In direct answer to your question, I don't think anyone won the showdown. Well, neither political party. They both demonstrated they were willing to shut down major parts of the government in an ideological battle. The winners were the estimated 800,000 federal workers who would have been furloughed (clean out your office furloughed, not go home and wait by the phone furloughed) tomorrow. As well as we ordinary Americans who would have discovered the government is not as useless as some like to say. You don't know what you got till it's gone (Joni Mitchell).

To me it was disgusting that the sticking point was not the fiscal numbers, which were not really that far apart and eventually easily reconciled, but conservative bugaboos like abortion, the NEA, and the EPA. The brats in the House say they are all about fiscal responsibility but the conservative social agenda is right there neck and neck.

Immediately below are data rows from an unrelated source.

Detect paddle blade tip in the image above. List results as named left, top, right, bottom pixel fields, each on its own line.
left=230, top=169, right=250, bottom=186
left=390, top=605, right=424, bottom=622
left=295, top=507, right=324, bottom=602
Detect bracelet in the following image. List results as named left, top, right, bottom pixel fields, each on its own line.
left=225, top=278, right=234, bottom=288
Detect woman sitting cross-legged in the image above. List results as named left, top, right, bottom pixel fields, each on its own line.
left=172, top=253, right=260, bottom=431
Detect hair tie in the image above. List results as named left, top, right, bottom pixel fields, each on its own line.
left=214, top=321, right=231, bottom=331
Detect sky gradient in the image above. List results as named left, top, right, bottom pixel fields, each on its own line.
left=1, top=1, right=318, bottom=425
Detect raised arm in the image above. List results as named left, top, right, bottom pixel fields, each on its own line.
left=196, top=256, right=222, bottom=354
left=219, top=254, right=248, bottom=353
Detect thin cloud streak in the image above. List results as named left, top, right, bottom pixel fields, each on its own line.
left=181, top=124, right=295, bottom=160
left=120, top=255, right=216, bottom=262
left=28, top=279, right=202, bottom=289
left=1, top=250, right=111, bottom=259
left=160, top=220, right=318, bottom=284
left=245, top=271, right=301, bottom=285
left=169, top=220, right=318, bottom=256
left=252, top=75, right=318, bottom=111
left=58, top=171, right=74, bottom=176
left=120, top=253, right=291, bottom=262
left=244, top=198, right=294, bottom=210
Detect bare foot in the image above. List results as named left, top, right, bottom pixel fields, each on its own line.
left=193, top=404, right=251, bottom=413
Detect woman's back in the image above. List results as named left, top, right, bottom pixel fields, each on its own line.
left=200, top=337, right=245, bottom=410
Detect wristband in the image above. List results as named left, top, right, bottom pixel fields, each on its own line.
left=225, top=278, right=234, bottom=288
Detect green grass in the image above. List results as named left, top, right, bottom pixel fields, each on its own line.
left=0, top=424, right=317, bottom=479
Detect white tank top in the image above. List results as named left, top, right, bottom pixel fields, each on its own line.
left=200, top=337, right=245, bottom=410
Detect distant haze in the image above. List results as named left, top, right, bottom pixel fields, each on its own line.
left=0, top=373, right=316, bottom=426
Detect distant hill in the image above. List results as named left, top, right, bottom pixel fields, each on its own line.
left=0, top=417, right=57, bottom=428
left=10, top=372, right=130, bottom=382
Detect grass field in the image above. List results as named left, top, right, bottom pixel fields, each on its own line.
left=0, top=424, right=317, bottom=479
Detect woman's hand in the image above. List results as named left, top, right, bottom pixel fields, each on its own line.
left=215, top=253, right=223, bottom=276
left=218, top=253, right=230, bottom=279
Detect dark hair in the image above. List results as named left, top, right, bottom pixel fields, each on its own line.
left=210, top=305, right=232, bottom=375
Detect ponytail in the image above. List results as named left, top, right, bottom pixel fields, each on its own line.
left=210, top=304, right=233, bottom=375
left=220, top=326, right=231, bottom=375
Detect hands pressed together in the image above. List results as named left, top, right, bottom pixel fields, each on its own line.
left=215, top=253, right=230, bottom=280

I thought President Obama made a good contribution as a mediator. I am not giving him all the credit but when he got into round the clock discussions with the principals from both parties the logjam seemed to break. Maybe it was just a coincidence.

This is not the end of it, of course. There are two diametrically opposed views of how we should proceed as a country. That hasn't gone away. The next skirmish will be over raising the debt ceiling, and then the battle royale over the next budget.